Closed DEO5294 closed 5 years ago

DEO5294 commented 5 years ago

I am currently using the ESC-SYNC tool to copy 10.5 million files using CAS from ATMOS to ECS with 16 threads. Is it better to use multiple threads or single thread? This is running on a Virtual Machine with 16 cores, 16GB of RAM. The CPU is currently running between 9-11% utilization and bandwitch is running at 2.1Ms/s. Looking at ways to increase performance. I have 4 more of these type of data transfers. Any suggestions?

DEO5294 commented 5 years ago

image

Here is a screen shot of what I am seeing

twincitiesguy commented 5 years ago

@DEO5294 You should always use multiple threads; that is the primary strength of ecs-sync (parallel processing). This seems very strange. Are you providing a clip list for these migrations? It would seem that you are not, since I don't see any way this could happen if you were.

Typically, CAS migrations should always use a clip list provided by the application database. This ensures you copy only the clips the application cares about (no garbage) and that you verify all of them (there are no missing clips in the source pool).

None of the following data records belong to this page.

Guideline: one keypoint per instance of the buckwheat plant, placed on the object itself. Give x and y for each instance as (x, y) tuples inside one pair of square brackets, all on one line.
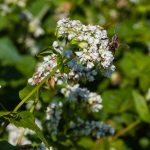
[(78, 55)]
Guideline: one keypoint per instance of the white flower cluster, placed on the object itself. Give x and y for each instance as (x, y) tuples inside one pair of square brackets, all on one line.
[(96, 129), (92, 41), (87, 51), (43, 69), (90, 99), (42, 147), (53, 116)]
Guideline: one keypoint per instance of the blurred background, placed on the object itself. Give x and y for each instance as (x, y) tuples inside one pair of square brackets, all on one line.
[(28, 26)]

The alternative is to use CAS query to enumerate the clips in the source, but this is not very reliable, especially on Atmos. If the query process fails, you basically have to start over (no data is copied twice, but enumeration takes quite a while).

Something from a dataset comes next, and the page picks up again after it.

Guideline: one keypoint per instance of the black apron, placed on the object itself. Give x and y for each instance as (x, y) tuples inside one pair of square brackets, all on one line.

You are also using estimation (enabled by default under advanced options). This spins up a second thread pool just for estimating size and quantity of objects. For most types of migrations this is good because it gives you a more accurate ETA. However, for CAS, it can put undo strain on the source cluster, so we recommend turning it off. Also, if the estimation query thread gets an error, you won't see it in the UI (it will only appear in the log somewher), and you end up with your situation above, where the total copied exceeds the estimated counts.

Hopefully this explains your situation, but if not, please provide more detail.

DEO5294 commented 5 years ago

Thanks for the Reply, I am using a clip file for the migration. I am not sure what else I could have done to improve performance. I did watch the ECS-SYNC appliance closely for performance. I did watch the ESXi performance tools for this VM and did not notice anything that could have slowed it down. Everything went smoothly. I used 16 threads for all the copying. I copied 85 million objects from Atmos to ECS. I broke the objects down into 5 million object batches. I even used the schedule feature which was helpful. I wish the STATUS would display the source file list. Maybe this should be a future enhancement.

twincitiesguy commented 5 years ago

As long as all 85 million were copied and verified (assume you enabled verification and there were no errors), then you should be good to go. The only thing I would change next time would be to turn of estimation.

twincitiesguy commented 5 years ago

Incidentally, you can get an all-object report for auditing from each job in the UI before you archive it. Then combine all the reports into one spreadsheet. Alternatively, if you already archived them, but named your database table, you can query mysql directly and pull the report from there. Instructions are on the wiki.